= Basilios Isaac Joubeir =

Head of the Syriac Catholic Church from 1704 to 1721

Basil Ishaq ibn Jubair (or Isaac Basilios Joubeir, c. 1645–1721) was the maphrian and Archbishop of Nineveh. He converted to Eastern Catholicism and saw the turbulent times of the attempts of union of the Syriac Orthodox Church with the Church of Rome during the reigns of the Syriac patriarchs of Antioch Ignatius Andrew Akijan (1662–1677) and Ignatius Gregory Peter VI Shahbaddin (1679–1702).

After Patriarch Shahbaddin's arrest by the Ottoman authorities and eventual death in prison on 4 March 1702, on 23 November 1703, Isaac Basilios Joubeir was elected as new Patriarch. Joubeir was at the time in Istanbul in the French consulate.

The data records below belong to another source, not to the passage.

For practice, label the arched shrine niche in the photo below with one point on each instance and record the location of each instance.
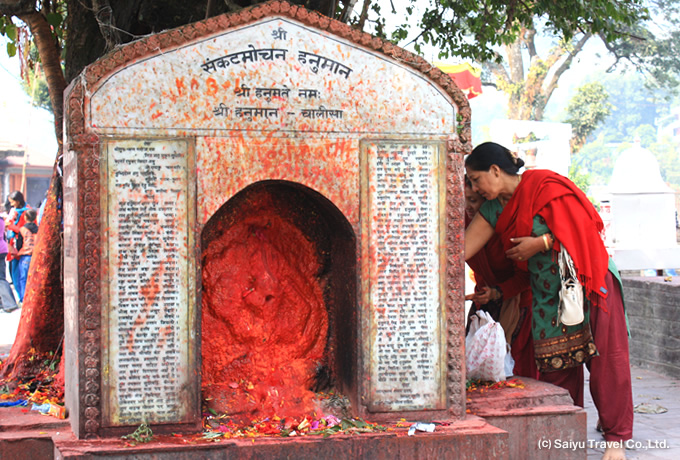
(278, 301)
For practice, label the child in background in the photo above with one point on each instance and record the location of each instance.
(28, 233)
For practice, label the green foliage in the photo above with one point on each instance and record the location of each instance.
(9, 30)
(468, 29)
(142, 434)
(36, 87)
(588, 108)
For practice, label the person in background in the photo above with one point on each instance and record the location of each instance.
(503, 291)
(9, 303)
(28, 233)
(13, 222)
(536, 215)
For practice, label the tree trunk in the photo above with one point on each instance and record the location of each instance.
(41, 326)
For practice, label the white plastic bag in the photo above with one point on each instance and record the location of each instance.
(485, 349)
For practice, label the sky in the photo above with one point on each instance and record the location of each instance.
(20, 123)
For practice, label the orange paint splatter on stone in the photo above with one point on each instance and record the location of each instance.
(264, 320)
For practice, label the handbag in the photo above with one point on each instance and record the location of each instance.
(570, 311)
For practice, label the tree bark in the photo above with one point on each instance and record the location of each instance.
(41, 326)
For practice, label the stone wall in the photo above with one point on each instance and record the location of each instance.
(653, 307)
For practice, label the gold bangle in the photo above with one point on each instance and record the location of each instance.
(545, 242)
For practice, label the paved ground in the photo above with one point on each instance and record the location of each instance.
(652, 391)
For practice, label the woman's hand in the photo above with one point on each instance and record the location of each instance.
(485, 296)
(525, 247)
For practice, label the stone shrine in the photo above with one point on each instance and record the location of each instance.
(169, 140)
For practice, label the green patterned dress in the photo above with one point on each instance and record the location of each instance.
(556, 346)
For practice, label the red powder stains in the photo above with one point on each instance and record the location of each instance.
(264, 319)
(179, 83)
(212, 87)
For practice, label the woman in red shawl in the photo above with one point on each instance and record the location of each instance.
(535, 215)
(502, 291)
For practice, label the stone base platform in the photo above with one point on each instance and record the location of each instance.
(505, 423)
(541, 420)
(471, 438)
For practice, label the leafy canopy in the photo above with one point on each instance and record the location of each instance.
(473, 28)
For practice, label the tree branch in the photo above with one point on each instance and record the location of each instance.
(364, 14)
(50, 57)
(565, 65)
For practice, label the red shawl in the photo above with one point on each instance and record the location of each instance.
(570, 216)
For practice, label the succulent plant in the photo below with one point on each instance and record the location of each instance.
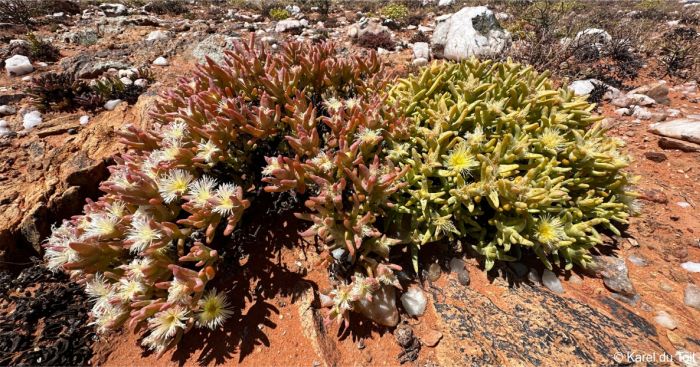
(499, 157)
(278, 14)
(394, 11)
(305, 119)
(478, 150)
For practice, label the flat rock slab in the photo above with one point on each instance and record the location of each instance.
(684, 129)
(533, 326)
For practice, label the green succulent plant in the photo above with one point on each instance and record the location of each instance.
(398, 12)
(278, 14)
(500, 157)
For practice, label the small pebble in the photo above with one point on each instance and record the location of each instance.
(691, 296)
(434, 272)
(160, 61)
(112, 104)
(637, 260)
(692, 267)
(551, 281)
(533, 276)
(414, 301)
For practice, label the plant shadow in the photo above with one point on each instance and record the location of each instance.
(251, 275)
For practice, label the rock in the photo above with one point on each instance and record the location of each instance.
(459, 267)
(613, 270)
(637, 260)
(18, 65)
(533, 276)
(633, 99)
(6, 110)
(692, 267)
(4, 128)
(85, 67)
(421, 50)
(582, 87)
(623, 111)
(287, 25)
(641, 113)
(414, 301)
(575, 279)
(434, 272)
(593, 35)
(691, 296)
(313, 328)
(664, 319)
(687, 129)
(157, 36)
(160, 61)
(531, 326)
(655, 156)
(112, 104)
(142, 83)
(430, 338)
(658, 91)
(472, 31)
(31, 120)
(372, 29)
(520, 269)
(114, 10)
(685, 146)
(213, 47)
(420, 62)
(382, 309)
(684, 357)
(551, 281)
(410, 345)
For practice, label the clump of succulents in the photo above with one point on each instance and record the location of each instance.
(482, 151)
(278, 14)
(305, 120)
(394, 11)
(499, 157)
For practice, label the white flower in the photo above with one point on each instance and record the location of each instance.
(165, 324)
(369, 136)
(177, 130)
(107, 317)
(101, 225)
(135, 269)
(98, 287)
(323, 161)
(213, 310)
(333, 104)
(178, 292)
(202, 190)
(174, 184)
(223, 195)
(477, 136)
(207, 150)
(141, 234)
(271, 167)
(129, 289)
(549, 230)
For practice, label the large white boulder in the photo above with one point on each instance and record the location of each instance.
(18, 65)
(472, 31)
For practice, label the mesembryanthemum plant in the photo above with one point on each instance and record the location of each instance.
(304, 119)
(499, 157)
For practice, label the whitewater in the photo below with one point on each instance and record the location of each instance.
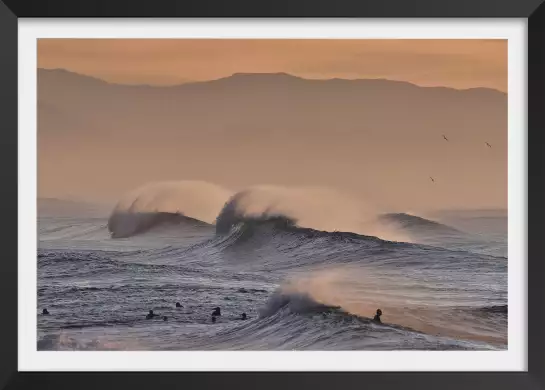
(308, 266)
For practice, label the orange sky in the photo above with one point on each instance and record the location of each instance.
(452, 63)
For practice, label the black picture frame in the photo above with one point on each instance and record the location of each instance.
(531, 10)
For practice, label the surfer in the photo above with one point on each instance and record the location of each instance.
(151, 315)
(376, 318)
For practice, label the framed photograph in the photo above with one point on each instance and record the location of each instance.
(303, 194)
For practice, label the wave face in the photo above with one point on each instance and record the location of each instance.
(166, 202)
(303, 282)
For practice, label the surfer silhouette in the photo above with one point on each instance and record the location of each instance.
(376, 318)
(151, 315)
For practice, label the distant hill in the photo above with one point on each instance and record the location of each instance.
(63, 207)
(380, 138)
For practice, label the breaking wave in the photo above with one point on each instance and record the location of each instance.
(166, 202)
(320, 209)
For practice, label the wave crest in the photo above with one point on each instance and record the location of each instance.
(166, 202)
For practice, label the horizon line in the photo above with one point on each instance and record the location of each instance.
(262, 73)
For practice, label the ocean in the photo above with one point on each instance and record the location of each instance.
(440, 280)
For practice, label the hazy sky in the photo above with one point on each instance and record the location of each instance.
(454, 63)
(378, 139)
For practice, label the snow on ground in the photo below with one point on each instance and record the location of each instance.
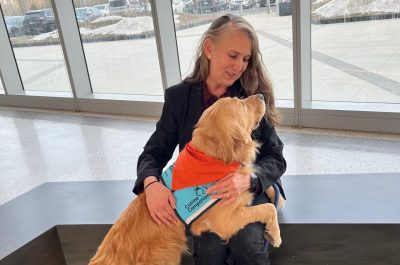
(106, 19)
(336, 8)
(126, 26)
(45, 36)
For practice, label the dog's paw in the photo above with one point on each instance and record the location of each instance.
(273, 238)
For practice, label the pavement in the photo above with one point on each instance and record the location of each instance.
(351, 62)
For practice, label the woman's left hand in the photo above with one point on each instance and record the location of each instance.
(230, 187)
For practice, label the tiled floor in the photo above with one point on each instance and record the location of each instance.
(40, 146)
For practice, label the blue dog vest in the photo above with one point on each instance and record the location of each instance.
(191, 202)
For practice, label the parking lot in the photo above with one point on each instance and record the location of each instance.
(350, 62)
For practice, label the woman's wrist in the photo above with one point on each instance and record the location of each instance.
(149, 179)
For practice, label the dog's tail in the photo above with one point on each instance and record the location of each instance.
(271, 195)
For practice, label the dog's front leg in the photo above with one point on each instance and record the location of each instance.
(265, 213)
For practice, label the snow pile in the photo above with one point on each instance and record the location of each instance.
(45, 36)
(106, 19)
(340, 8)
(126, 26)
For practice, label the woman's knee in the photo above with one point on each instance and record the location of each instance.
(249, 240)
(209, 249)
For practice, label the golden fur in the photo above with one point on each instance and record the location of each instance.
(224, 132)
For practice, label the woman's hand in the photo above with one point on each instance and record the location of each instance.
(230, 187)
(160, 201)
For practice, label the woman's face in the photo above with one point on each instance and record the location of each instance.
(229, 58)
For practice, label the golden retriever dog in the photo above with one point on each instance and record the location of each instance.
(223, 132)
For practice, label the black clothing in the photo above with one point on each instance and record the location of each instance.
(247, 247)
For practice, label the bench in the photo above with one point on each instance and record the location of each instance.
(328, 219)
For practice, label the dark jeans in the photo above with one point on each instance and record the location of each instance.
(247, 247)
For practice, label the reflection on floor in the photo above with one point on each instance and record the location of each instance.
(38, 147)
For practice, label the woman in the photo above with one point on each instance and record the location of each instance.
(228, 64)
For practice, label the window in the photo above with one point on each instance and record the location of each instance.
(34, 37)
(274, 30)
(120, 47)
(356, 55)
(2, 87)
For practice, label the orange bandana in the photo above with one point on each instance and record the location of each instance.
(194, 168)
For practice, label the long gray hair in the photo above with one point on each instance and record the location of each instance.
(255, 79)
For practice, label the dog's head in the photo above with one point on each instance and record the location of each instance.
(224, 129)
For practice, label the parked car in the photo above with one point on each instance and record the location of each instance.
(263, 3)
(118, 7)
(190, 7)
(86, 13)
(15, 26)
(248, 3)
(103, 9)
(208, 6)
(39, 21)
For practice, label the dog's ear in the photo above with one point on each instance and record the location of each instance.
(244, 148)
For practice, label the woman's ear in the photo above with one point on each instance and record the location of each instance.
(207, 47)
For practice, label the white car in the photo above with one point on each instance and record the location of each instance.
(103, 9)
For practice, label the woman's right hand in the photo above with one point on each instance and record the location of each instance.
(160, 202)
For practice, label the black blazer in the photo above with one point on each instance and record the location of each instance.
(182, 109)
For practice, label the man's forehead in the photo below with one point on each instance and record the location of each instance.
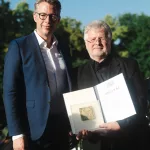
(97, 31)
(44, 6)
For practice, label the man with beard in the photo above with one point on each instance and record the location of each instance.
(127, 134)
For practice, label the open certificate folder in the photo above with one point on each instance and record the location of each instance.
(106, 102)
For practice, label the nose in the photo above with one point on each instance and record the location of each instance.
(97, 41)
(49, 19)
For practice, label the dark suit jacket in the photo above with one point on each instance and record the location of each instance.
(26, 88)
(134, 130)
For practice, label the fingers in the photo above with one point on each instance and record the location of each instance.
(82, 134)
(20, 144)
(111, 126)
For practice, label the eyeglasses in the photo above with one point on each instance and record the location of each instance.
(96, 39)
(43, 16)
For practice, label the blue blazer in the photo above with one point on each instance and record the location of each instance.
(26, 89)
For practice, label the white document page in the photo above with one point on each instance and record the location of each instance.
(115, 99)
(83, 110)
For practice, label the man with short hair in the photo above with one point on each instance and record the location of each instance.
(131, 133)
(36, 73)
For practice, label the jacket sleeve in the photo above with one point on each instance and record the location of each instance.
(11, 84)
(136, 84)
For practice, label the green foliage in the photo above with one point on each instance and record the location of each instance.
(69, 32)
(137, 39)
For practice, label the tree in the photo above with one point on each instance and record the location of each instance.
(69, 32)
(137, 39)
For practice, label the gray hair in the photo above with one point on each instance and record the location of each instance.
(55, 3)
(98, 25)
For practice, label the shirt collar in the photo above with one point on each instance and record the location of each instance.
(42, 43)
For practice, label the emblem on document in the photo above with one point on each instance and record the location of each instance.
(87, 113)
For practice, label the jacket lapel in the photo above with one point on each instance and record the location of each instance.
(38, 56)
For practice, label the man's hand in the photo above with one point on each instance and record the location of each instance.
(111, 126)
(20, 144)
(108, 128)
(83, 134)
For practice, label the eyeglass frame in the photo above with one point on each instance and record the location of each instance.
(50, 15)
(94, 40)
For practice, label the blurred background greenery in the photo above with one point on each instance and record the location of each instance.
(131, 37)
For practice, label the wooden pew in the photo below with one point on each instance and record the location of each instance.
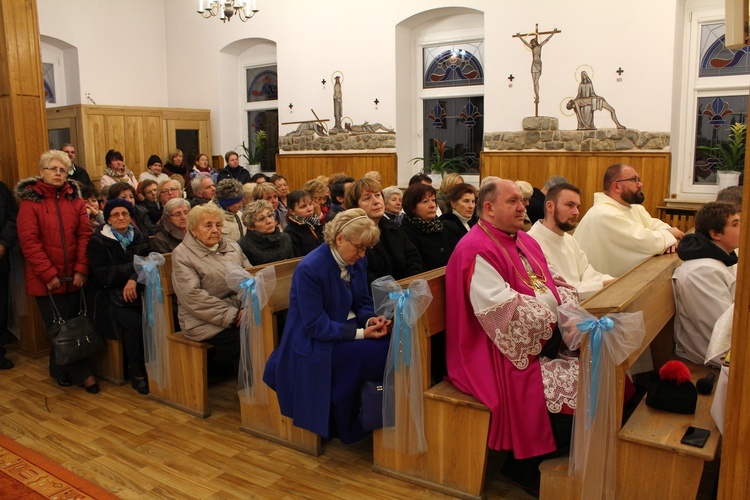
(188, 360)
(456, 425)
(266, 420)
(650, 460)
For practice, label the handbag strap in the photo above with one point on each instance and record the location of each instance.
(56, 316)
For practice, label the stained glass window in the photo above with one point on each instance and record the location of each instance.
(453, 65)
(715, 117)
(460, 123)
(262, 84)
(717, 60)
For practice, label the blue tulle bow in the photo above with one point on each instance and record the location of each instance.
(595, 327)
(401, 329)
(249, 285)
(153, 286)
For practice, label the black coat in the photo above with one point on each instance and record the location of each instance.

He was later confirmed as Patriarch on 17 November 1704 by Rome.

But Joubeir did not accept the title of patriarch and considered himself only as Maphrian, waiting for a "better time". In 1706 he moved to Rome where he died on 18 May 1721.

The Syriac Catholic Church had a new patriarch only in 1783 with Ignatius Michael III Jarweh.